軽く手を上げて、先輩は歩き去った。あたしは先輩の笑顔にうっとりしたまま立ちつくしてたけど、やがてはっと自分を取り戻した。正確には、職員室から担任の先生が出てきて、「どうしてここで立ってるんだ、遅刻にするぞ?」と話しかけてきたから我に返ったのだけど。ともかくぱたぱたと走り出しながら、いま、与えられたばかりの先輩の笑顔と言葉を反芻した。

(じゃあ、頼む。そのうち、埋め合わせはするから)
(じゃあ、――。そのうち、埋め合わせはするから)
(――。そのうち)(埋め合わせするから)

「埋め合わせするからっ!?」

ぴたっ、と立ち止って大声で叫ぶと、背後から歩いていた担任が出席簿でがすんと頭を叩いた。痛い。でも気にならない。だってそれどころじゃない。“埋め合わせするから”、繰り返し繰り返し、遅れて認識した先輩の言葉が頭の中で響いている。いや、響かなくても響かせてみせる。ぐぐぐ、とこぶしを握り締めて、あたしは天へ突きだした。

「いやったーっ!!」

苦節七十二日目にして、あたしはようやく先輩から好意的な提案を受け取ったのである。
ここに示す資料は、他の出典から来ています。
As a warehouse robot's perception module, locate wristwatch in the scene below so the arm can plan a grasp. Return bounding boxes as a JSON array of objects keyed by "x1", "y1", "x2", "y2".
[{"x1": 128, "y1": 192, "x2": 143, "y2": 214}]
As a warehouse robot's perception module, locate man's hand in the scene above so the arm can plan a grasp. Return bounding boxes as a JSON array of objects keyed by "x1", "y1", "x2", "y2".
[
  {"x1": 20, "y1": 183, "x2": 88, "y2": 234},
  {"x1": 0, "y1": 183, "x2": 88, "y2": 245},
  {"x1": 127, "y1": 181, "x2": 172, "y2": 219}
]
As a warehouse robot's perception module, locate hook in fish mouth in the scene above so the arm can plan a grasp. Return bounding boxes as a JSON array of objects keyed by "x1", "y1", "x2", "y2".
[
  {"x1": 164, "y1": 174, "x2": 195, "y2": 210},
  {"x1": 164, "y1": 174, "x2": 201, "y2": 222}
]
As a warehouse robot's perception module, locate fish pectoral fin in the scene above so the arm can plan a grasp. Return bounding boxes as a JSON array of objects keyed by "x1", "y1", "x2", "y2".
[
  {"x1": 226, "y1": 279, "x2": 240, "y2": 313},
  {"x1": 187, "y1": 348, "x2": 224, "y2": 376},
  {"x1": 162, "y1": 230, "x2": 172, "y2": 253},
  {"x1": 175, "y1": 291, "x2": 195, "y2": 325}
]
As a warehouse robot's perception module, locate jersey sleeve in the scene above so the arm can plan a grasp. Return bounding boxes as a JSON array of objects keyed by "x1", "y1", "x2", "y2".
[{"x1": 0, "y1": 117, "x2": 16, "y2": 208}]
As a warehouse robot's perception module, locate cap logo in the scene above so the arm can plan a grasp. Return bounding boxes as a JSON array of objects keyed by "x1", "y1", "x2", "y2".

これに浮かれないでいられようか。いや、いられない(反語表現)。

019:イエー!!!▼
(学園もの わんこ後輩とそっけない先輩)

前回のお話の反動で、とんでもなく前向きな人物が出てきました。最初は男の子で書こうとしたのですけど、しつこい男の子は以前にも書いたなあと思い出したので、急遽、女の子になっていただきました。ささいなことで喜び浮かれるわんこ女子。